Gultekin Sukriye Cansu, Cakir Ahmet Burak, Guc Zeynep Gulsum, Ozalp Faruk Recep, Keskinkilic Merve, Yavuzsen Tugba, Karadibak Didem
Faculty of Physiotherapy and Rehabilitation, Graduate School of Health Sciences, Dokuz Eylul University, Izmir, Turkey.
Department of Medical Oncology, Izmir Katip Celebi University Ataturk Training and Research Hospital, Izmir, Turkey.
BMC Womens Health. 2025 May 30;25(1):267. doi: 10.1186/s12905-025-03829-6.
Although upper limb (UL) functionality was reported to be adversely affected in patients with breast cancer- related lymphedema (BCRL), there is currently no validated, objective performance-based assessment tool designed to evaluate UL function in this population. The Upper Limb Functional Test (ULIFT) was adapted from the ADL test (TGlittre), which is widely used in clinical settings and research, and was developed to assess unilateral UL functionality. Therefore, the present study aimed to evaluate the psychometric properties of the ULIFT in patients with BCRL.

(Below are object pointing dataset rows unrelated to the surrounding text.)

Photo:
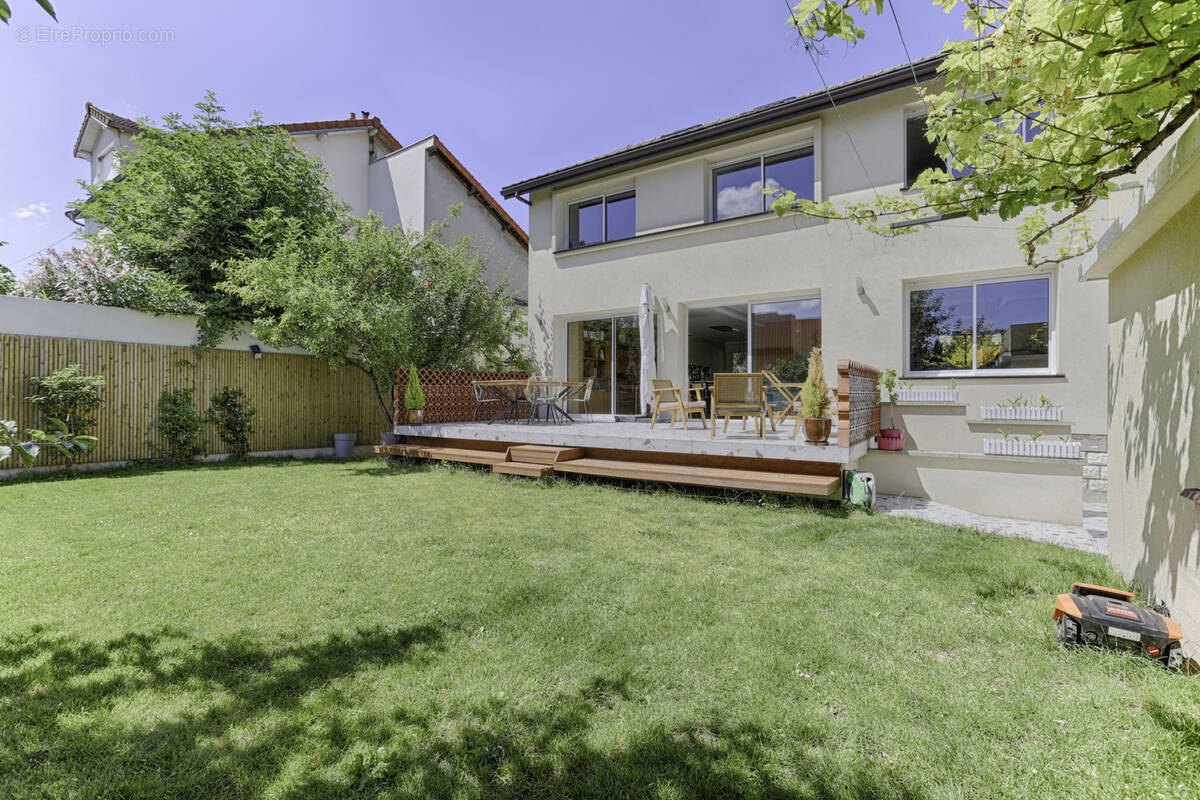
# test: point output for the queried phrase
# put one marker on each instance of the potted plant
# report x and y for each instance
(815, 402)
(414, 400)
(889, 438)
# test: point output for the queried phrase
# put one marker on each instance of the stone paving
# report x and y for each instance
(1092, 540)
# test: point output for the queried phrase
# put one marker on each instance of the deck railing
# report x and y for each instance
(858, 402)
(449, 396)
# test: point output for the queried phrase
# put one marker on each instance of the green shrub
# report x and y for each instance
(69, 396)
(180, 426)
(815, 391)
(234, 419)
(414, 398)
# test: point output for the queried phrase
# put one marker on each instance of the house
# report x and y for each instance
(736, 288)
(1149, 258)
(370, 170)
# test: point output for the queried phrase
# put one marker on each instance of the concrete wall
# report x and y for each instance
(397, 187)
(690, 262)
(345, 155)
(507, 257)
(1153, 337)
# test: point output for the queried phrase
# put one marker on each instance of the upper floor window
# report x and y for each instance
(738, 187)
(921, 154)
(603, 218)
(982, 326)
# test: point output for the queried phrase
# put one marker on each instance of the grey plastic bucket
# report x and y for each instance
(343, 444)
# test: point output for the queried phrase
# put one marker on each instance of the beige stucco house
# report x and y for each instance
(951, 307)
(1150, 257)
(370, 170)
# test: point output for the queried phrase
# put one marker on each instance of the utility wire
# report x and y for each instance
(808, 48)
(39, 252)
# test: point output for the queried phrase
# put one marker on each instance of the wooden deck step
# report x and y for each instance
(821, 486)
(522, 468)
(543, 453)
(461, 455)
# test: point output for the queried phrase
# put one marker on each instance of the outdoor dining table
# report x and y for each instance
(514, 395)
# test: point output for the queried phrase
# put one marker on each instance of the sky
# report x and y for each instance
(515, 89)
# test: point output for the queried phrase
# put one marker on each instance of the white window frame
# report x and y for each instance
(975, 282)
(801, 148)
(625, 193)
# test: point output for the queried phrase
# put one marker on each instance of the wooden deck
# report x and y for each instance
(783, 476)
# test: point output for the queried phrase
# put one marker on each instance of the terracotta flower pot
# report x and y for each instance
(891, 439)
(816, 429)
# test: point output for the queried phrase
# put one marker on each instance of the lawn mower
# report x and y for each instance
(1104, 617)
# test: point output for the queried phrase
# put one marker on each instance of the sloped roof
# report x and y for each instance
(125, 124)
(772, 114)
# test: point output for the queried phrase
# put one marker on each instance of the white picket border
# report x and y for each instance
(1035, 449)
(927, 396)
(1048, 413)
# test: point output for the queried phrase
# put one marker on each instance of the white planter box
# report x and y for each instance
(1049, 413)
(927, 396)
(1036, 449)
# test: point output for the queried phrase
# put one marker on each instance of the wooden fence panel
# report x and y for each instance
(299, 400)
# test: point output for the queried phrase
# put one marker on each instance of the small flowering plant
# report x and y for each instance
(95, 276)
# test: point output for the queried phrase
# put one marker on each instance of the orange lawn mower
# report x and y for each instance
(1104, 617)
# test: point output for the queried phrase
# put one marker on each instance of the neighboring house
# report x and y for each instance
(737, 288)
(370, 170)
(1151, 259)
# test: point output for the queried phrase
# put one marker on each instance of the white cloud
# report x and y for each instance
(738, 200)
(33, 211)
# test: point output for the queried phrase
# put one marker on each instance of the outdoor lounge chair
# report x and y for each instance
(670, 398)
(790, 395)
(581, 394)
(739, 394)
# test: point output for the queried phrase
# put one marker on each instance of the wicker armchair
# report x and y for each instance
(670, 398)
(739, 394)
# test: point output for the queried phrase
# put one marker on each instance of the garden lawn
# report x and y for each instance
(355, 630)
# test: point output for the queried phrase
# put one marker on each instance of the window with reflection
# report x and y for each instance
(603, 218)
(981, 326)
(738, 190)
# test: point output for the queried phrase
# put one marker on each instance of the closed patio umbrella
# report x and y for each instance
(646, 331)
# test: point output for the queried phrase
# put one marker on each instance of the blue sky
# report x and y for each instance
(514, 89)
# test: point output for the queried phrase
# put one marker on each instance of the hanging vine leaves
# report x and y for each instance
(1039, 110)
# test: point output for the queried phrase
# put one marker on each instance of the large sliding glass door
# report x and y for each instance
(743, 337)
(607, 350)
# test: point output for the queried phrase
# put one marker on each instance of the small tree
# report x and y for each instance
(375, 298)
(55, 438)
(414, 400)
(180, 426)
(234, 419)
(815, 392)
(69, 396)
(190, 192)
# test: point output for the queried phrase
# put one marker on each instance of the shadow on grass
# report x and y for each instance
(161, 714)
(156, 467)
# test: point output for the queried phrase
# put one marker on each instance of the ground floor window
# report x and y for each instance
(981, 326)
(753, 336)
(607, 350)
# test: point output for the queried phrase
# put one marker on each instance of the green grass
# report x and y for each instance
(351, 630)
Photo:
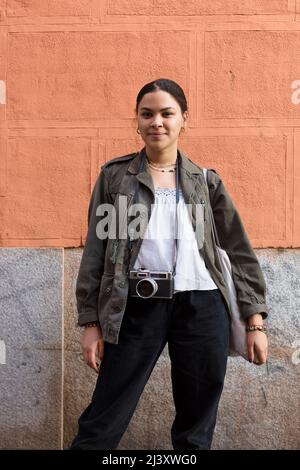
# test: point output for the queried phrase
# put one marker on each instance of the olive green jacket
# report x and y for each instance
(102, 283)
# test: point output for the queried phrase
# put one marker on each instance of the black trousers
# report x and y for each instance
(196, 327)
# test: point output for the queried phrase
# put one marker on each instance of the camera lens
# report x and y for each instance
(146, 288)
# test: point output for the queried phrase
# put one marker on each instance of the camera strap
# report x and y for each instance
(141, 167)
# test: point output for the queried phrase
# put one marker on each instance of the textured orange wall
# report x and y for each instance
(69, 74)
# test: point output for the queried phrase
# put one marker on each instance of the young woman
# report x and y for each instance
(128, 318)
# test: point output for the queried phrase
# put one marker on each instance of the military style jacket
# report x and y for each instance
(102, 284)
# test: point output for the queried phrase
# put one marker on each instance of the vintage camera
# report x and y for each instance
(146, 284)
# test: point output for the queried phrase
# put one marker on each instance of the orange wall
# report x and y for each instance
(69, 74)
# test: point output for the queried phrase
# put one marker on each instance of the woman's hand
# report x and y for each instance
(257, 344)
(92, 345)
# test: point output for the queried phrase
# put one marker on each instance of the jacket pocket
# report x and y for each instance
(104, 296)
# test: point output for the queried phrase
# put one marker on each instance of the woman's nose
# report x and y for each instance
(157, 122)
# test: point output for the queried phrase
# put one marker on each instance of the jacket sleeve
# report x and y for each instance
(92, 261)
(246, 271)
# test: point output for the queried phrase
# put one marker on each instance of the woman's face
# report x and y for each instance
(160, 120)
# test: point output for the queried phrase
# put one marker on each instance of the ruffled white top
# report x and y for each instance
(157, 248)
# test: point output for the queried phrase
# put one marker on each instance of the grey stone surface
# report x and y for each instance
(31, 297)
(260, 406)
(72, 332)
(31, 327)
(257, 403)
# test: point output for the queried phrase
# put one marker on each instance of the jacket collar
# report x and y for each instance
(185, 164)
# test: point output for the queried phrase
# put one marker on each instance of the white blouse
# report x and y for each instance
(157, 248)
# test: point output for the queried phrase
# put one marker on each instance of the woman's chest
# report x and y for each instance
(163, 179)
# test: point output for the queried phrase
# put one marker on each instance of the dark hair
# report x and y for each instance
(167, 85)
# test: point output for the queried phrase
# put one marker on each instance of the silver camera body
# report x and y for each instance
(147, 284)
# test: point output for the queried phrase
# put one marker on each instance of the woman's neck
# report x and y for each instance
(165, 157)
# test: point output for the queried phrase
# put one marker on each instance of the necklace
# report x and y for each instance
(173, 165)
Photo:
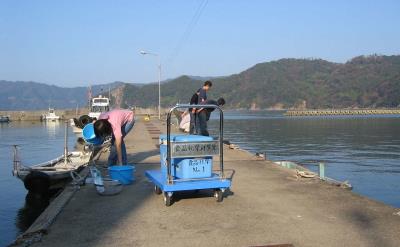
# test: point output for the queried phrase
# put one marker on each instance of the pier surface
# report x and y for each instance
(338, 112)
(267, 205)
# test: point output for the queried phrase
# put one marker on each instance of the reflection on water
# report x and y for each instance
(38, 142)
(364, 150)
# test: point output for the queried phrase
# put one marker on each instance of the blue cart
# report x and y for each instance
(187, 162)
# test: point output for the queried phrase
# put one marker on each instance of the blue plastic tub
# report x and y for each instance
(124, 174)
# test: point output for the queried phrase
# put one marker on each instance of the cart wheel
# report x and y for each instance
(218, 195)
(157, 190)
(167, 199)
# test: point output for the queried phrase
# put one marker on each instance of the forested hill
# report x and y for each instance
(365, 81)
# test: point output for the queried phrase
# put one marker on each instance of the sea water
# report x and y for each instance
(364, 150)
(38, 142)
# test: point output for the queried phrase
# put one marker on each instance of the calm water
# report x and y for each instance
(39, 142)
(362, 150)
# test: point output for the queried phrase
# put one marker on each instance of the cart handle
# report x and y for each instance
(221, 137)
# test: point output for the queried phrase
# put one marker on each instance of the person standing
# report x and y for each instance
(204, 114)
(198, 97)
(116, 123)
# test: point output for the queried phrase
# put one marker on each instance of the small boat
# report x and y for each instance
(98, 105)
(50, 116)
(303, 172)
(52, 174)
(75, 127)
(4, 119)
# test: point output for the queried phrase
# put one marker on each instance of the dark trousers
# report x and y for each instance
(202, 122)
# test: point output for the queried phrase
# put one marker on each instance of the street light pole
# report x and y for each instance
(159, 79)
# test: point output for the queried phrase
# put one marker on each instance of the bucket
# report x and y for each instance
(124, 174)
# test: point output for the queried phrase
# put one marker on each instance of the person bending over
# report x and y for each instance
(203, 115)
(116, 123)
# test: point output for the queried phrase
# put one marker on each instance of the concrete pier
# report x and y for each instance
(267, 205)
(336, 112)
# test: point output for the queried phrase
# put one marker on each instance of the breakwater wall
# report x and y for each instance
(66, 114)
(333, 112)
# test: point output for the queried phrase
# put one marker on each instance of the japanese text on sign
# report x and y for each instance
(191, 149)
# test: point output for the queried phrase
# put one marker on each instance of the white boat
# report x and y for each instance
(52, 174)
(50, 116)
(75, 129)
(99, 105)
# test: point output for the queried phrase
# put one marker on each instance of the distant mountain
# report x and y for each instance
(34, 96)
(364, 81)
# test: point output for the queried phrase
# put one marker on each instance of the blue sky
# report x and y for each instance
(73, 43)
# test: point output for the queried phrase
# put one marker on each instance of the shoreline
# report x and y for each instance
(285, 199)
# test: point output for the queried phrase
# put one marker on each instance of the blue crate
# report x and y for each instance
(186, 167)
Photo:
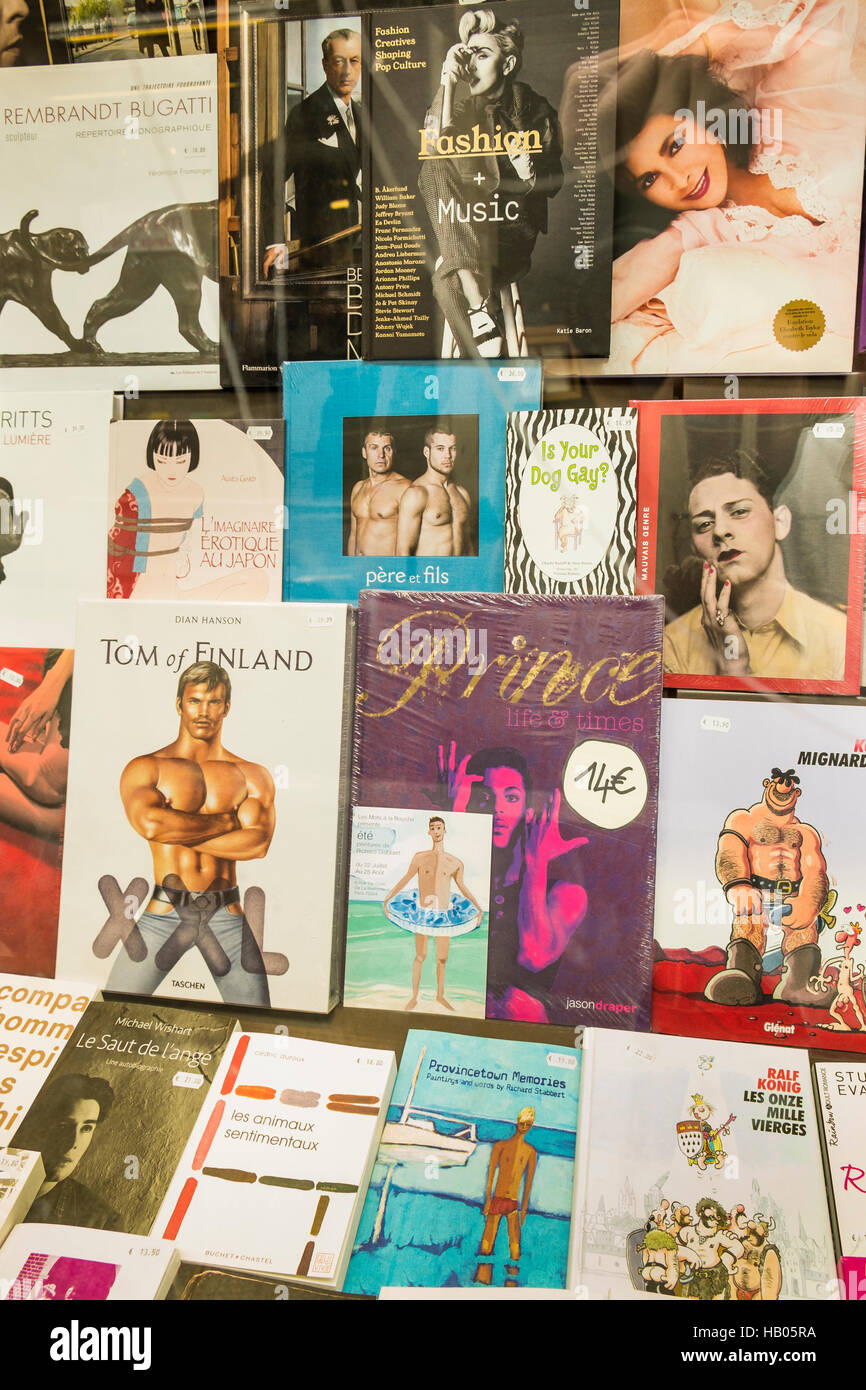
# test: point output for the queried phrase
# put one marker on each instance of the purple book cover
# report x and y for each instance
(542, 715)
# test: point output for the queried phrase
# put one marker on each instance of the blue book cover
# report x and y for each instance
(395, 474)
(473, 1180)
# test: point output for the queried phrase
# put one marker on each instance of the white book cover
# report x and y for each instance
(698, 1173)
(21, 1176)
(841, 1101)
(72, 1264)
(275, 1172)
(109, 225)
(196, 510)
(36, 1020)
(759, 880)
(205, 852)
(53, 489)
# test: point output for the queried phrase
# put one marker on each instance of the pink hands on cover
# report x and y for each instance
(544, 837)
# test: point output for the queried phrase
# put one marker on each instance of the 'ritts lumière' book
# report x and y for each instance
(474, 1172)
(275, 1172)
(205, 840)
(698, 1173)
(113, 1118)
(570, 502)
(759, 879)
(505, 784)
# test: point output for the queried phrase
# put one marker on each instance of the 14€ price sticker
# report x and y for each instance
(605, 783)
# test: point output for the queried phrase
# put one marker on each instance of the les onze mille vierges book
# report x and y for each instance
(538, 719)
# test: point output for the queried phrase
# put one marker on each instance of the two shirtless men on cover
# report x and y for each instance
(202, 809)
(391, 514)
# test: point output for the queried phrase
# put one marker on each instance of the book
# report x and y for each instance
(698, 1173)
(487, 230)
(292, 189)
(711, 274)
(478, 1130)
(113, 1119)
(535, 719)
(758, 891)
(395, 474)
(38, 1018)
(205, 852)
(206, 1283)
(570, 502)
(35, 712)
(275, 1172)
(749, 524)
(66, 1264)
(206, 538)
(49, 531)
(21, 1176)
(110, 289)
(838, 1094)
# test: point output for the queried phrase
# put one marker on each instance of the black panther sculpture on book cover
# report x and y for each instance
(171, 246)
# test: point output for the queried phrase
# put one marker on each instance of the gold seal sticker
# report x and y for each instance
(799, 324)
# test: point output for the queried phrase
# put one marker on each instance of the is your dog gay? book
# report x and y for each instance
(505, 786)
(109, 225)
(395, 474)
(474, 1173)
(195, 510)
(698, 1173)
(205, 840)
(66, 1264)
(50, 526)
(113, 1118)
(759, 876)
(570, 502)
(840, 1091)
(275, 1172)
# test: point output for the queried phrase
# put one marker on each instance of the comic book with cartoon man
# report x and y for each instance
(698, 1173)
(759, 887)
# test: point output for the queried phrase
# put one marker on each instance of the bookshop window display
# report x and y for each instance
(445, 670)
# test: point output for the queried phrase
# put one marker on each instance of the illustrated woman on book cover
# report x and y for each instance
(480, 246)
(740, 159)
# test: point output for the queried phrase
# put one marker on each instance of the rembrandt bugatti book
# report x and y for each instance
(488, 207)
(205, 852)
(109, 225)
(505, 787)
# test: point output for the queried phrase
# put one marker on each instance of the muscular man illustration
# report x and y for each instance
(435, 512)
(376, 498)
(202, 809)
(512, 1166)
(435, 869)
(773, 873)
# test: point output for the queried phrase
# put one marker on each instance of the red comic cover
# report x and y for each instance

The study involved 36 women with unilateral BCRL and 30 healthy women controls. Intraclass correlation coefficients (ICC) were used to assess test-retest reliability. ULIFT was conducted a second time with 36 patients (100% of the total sample) over a period of 7 to 14 days for test-retest reliability analysis. The following measures were used to investigate ULIFT convergent validity: Range of motion was assessed using a universal goniometer; UL disability with the Disability of the Arm, Shoulder and Hand (DASH) questionnaire; hand grip strength with a Jamar dynamometer; and quality of life (QoL) with the Short Form 36-item Health Survey (SF-36) survey, and Upper Limb Lymphedema 27 (ULL-27). The receiver operating characteristic (ROC) curve analysis was conducted as part of the known-group validity assessment to establish a cut-off point for ULIFT in distinguishing between patients with BCRL and healthy controls.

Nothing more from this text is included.